Upgrading ESXi host to vSphere 5.5 with Cisco Nexus 1000V

I have upgraded my vSphere lab cluster from ESXi 5.1 to 5.5. Even though my lab consists only of 2 hosts I wanted to use Update Manager orchestrated upgrade to simulate how it would be done in big enterprise or service provider environment with as little manual steps as possible.

As I use Cisco Nexus 1000V and vCloud Director following procedure was devised:

1. It is not recommended to put a host into maintenance mode without first disabling it in vCloud Director. The reason is that vCloud Director catalog media management can get confused by inaccessibility of a host due maintenance mode. However when using Update Manager it is not possible to orchestrate disabling a host before maintenance mode. Therefore I would recommend to do the whole upgrade operation during maintenance window when vCloud Director portal is not accessible to end-users.

2. I have a few custom vibs installed on the hosts. Cisco 1000V VEM vib, vcloud agent vib, VXLAN vib. Other common are NetApp NFS plugin or EMC PowerPath. This means a custom ESXi 5.5 image must be created first. This can be done quite easily in PowerCLI 5.5 Note VXLAN vib does not need to be included as it is installed automatically when host exits maintenance mode (similar to FDM HA vib).
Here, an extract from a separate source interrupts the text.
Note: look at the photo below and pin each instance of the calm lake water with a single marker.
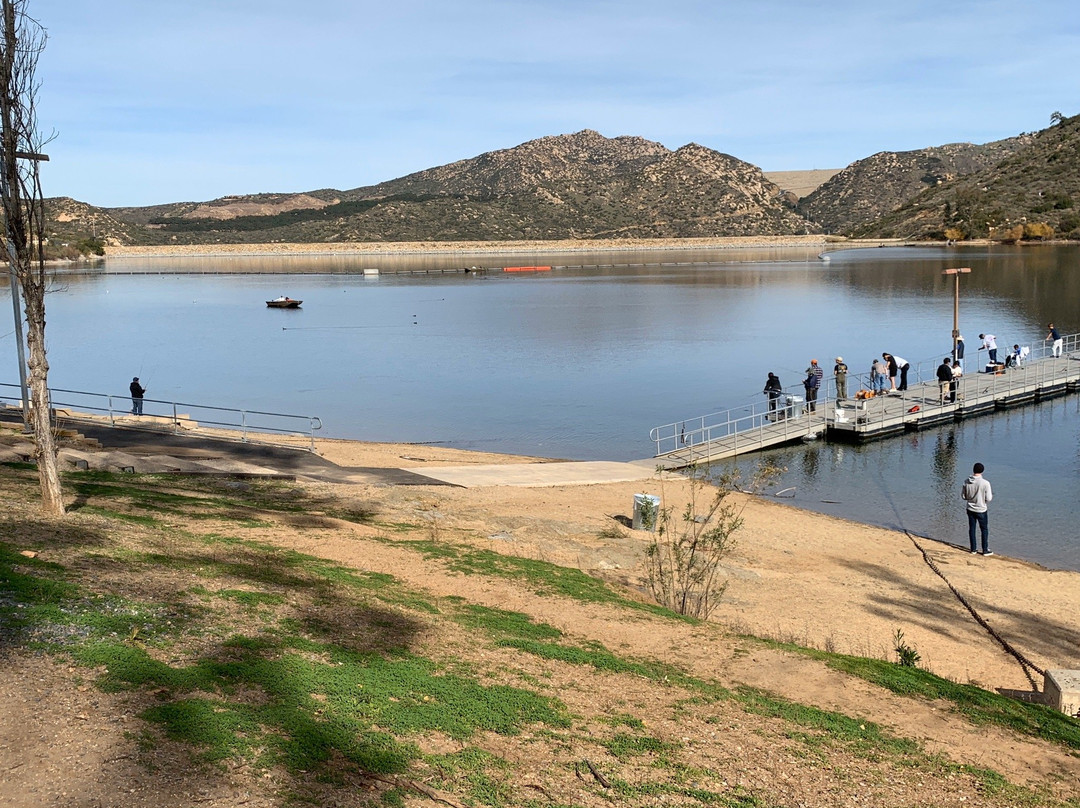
(582, 362)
3. Add necessary software depots (ESXi online, Cisco Nexus 1000V and vcloud-agent offline). vCloud Director agent vib can be downloaded from any cell at following location:/opt/vmware/vcloud-director/agent/vcloudagent-esx55-5.5.0-1280396.zip

Add-EsxSoftwareDepot https://hostupdate.vmware.com/software/VUM/PRODUCTION/main/vmw-depot-index.xml

Add-EsxSoftwareDepot .\VEM550-201308160108-BG-release.zip

Add-EsxSoftwareDepot .\vcloudagent-esx55-5.5.0-1280396.zip

5. Find the newest profile and clone it:

Get-EsxImageProfile | Sort-Object “ModifiedTime” -Descending | format-table -property Name,CreationTime

New-EsxImageProfile -CloneProfile ESXi-5.5.0-1331820-standard “ESXi-5.5.0-1331820-standard-VEM-vcloud” -vendor custom 

6. Get the names of all vibs and add those needed to the new profile

Get-EsxSoftwarePackage

Add-EsxSoftwarePackage -ImageProfile ESXi-5.5.0-1331820-standard-VEM-vcloud cisco-vem-v160-esx

Add-EsxSoftwarePackage -ImageProfile ESXi-5.5.0-1331820-standard-VEM vcloud-agent

7. Export profile to an iso image (this will take a while as we need to download about 300 MBs of data from the internet)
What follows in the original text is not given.